Das Trek Zektor 3 hatte ich mir gekauft, weil ich gerne eine neue „Edel Winterschlampe“ [EWS] haben wollte, die mein Umberto Dei ersetzt. Was muss eine Edel-Winterschlampe haben und können?
Nun zunächst einmal sollte sie robust und nicht zu teuer sein, damit nicht jedes Mal das große Heulen anfängt, wenn der Rahmen verkratzt wird, oder bei Glatteis hart mit dem Asphalt in Berührung kommt. Es ist immer die Gefahr beim Aufbau eines Rades, dass man emotional durchdreht und viel zu viel gutes daran machen möchte: Hier noch eine periodengerechte Schaltung, doch den Rahmen aus Columbus SLX Geröhr – schnell wird es teuer, die Angst etwas kaputt zu machen wächst, schlimmstenfalls könnte es in der Innenstadt geklaut werden; in der Konsequenz bleibt das Teil in der Vitrine stehen, statt damit durch den Schnee zu pflügen.
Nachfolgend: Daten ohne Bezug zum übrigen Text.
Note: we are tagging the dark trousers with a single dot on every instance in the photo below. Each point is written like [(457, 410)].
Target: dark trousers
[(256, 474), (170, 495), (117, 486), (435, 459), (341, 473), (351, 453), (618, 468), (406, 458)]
Dann muss es funktionell auch in den Herbst und Winter passen. Dazu gehören Schutzbleche, eine gute und praktische Beleuchtung, einfache Komponenten denen Dreck und Nässe nichts anhaben kann und seit neustem auch Scheibenbremsen, deren Bremskraft gerade im Regen deutlich besser ist als die von Felgenbremsen.
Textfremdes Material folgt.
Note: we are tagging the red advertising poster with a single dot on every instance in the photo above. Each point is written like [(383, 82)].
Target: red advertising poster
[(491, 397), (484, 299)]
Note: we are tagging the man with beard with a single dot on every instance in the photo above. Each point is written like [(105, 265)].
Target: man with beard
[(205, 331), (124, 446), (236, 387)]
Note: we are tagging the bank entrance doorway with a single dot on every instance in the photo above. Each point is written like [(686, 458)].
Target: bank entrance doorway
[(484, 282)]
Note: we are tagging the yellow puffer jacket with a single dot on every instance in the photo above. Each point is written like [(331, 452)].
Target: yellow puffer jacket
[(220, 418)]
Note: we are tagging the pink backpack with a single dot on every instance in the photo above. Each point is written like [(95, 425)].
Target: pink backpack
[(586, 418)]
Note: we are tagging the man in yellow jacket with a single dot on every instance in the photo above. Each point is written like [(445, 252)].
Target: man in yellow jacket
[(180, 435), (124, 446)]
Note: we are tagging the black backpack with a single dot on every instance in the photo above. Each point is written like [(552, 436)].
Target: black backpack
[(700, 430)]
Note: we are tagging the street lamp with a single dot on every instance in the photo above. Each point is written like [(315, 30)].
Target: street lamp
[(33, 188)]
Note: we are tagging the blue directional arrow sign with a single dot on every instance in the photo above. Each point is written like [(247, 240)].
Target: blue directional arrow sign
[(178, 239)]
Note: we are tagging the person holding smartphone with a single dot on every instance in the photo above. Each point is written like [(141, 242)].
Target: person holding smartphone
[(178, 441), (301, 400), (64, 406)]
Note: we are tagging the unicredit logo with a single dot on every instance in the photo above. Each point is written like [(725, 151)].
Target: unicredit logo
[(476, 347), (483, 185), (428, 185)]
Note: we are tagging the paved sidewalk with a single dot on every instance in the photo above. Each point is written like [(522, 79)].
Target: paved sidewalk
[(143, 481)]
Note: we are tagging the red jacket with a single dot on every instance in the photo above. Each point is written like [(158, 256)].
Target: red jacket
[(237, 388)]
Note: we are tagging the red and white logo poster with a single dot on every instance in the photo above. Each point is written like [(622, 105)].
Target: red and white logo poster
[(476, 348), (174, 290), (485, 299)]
Und nicht zuletzt sollte es auch die Grundvoraussetzungen eines Rades erfüllen; es sollte also schnell und wendig sein und gut aussehen. Deshalb muss man beim Kauf bereits ein Rad mit einem vernünftigen Rahmen wählen, denn daran kann man nachher nichts, oder nur durch eine sehr aufwendige Lackierung etwas ändern.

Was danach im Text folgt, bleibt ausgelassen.